Les voisins sous le choc
« On tire la sonnette d’alarme, s’est exprimée Mariam Macalou, une voisine. On n’est pas en prison. On n’est pas des animaux. On veut vivre tranquillement chez nous. » Pour des habitants, cette bavure illustre une police d’intervention qui ne connait pas le terrain. « Le fond du problème, c’est qu’ils viennent régulièrement faire des interventions comme ça. C’est devenu banal. Mais ce n’est pas normal. C’est une histoire qui aurait pu mal tourner, fustige Chancel Gatsoni, 35 ans, coach sportif. Tout le monde dans le quartier est identifié comme potentiel délinquant. Demain, si je fais mon footing dans le quartier, cela pourrait m’arriver. »

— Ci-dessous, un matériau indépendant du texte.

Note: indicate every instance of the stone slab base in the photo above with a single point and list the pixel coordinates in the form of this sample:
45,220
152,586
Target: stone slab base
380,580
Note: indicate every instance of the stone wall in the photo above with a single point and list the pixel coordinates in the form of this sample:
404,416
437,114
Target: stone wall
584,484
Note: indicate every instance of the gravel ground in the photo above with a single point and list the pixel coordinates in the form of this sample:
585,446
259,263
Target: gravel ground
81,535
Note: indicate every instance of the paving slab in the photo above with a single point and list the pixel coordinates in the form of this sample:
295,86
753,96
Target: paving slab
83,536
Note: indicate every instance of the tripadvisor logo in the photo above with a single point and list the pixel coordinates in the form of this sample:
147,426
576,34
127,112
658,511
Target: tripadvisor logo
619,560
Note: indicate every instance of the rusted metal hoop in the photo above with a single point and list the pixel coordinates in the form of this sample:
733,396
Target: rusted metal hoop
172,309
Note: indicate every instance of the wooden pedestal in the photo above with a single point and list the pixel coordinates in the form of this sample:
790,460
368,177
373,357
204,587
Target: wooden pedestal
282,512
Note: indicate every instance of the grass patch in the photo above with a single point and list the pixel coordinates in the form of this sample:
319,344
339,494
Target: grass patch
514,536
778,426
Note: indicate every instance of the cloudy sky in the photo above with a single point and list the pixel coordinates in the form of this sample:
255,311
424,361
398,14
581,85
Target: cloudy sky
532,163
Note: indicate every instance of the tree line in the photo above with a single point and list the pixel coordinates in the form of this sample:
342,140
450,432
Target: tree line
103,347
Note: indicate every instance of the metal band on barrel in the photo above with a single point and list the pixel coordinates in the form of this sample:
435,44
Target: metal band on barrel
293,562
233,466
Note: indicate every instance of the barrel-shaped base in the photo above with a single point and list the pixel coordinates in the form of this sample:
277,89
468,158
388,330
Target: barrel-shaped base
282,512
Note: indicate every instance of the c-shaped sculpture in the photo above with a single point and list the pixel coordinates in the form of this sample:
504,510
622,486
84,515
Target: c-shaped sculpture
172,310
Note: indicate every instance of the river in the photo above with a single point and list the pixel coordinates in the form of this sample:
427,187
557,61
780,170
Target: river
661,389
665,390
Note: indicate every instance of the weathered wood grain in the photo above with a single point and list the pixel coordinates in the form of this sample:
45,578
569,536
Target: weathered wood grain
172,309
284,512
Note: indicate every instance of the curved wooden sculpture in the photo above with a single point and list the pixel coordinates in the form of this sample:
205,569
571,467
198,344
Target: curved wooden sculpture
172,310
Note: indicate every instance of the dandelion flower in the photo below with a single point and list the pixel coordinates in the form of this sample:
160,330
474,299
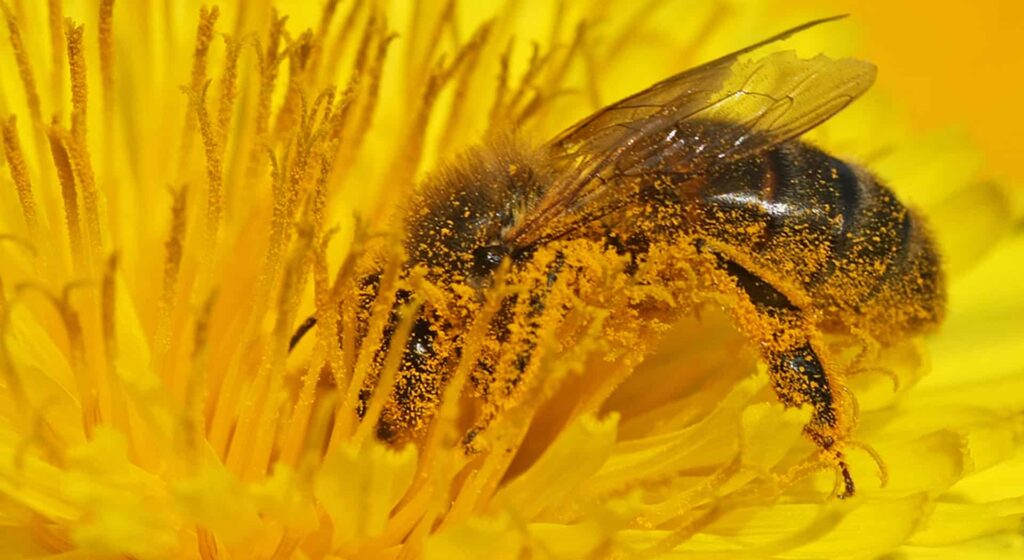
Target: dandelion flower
182,185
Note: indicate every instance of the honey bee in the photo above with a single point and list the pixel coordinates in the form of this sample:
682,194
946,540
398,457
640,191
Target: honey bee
709,163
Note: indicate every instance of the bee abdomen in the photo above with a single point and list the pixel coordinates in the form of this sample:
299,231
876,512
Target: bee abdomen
826,232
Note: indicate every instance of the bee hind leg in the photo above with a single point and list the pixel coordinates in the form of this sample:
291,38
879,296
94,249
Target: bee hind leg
799,378
798,375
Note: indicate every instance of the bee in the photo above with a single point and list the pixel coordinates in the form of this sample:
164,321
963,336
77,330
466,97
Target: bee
708,163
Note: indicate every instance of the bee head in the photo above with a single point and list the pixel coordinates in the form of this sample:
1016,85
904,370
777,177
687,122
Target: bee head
457,222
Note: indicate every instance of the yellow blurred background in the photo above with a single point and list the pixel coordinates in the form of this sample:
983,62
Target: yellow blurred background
955,65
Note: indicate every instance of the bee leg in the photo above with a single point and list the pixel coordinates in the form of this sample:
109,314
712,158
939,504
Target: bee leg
799,378
797,373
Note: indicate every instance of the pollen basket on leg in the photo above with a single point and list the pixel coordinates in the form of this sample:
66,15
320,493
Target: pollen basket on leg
328,282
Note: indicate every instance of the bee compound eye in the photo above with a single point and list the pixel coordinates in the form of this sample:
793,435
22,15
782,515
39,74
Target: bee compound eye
486,258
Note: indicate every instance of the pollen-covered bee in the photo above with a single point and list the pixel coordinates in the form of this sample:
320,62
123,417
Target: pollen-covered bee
707,165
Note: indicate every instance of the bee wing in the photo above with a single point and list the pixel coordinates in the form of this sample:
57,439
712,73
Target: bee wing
720,112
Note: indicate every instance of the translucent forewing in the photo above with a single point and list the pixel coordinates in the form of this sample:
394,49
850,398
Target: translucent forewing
675,127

« Si on avait une police de proximité, elle aurait su que le gamin était handicapé. Elle ne serait pas intervenue de cette façon », estime quant à lui le député Stéphane Peu (PCF). L’élu a assuré que dès qu’une plainte serait déposée par la famille, il saisirait la police des polices. Le père, lui, ne veut « pas de problèmes ». « Franchement, je ne veux pas porter plainte. Pour moi, l’essentiel, c’est d’avoir récupérer mon fils. Je veux juste qu’il retrouve le physique et le moral », confie-t-il.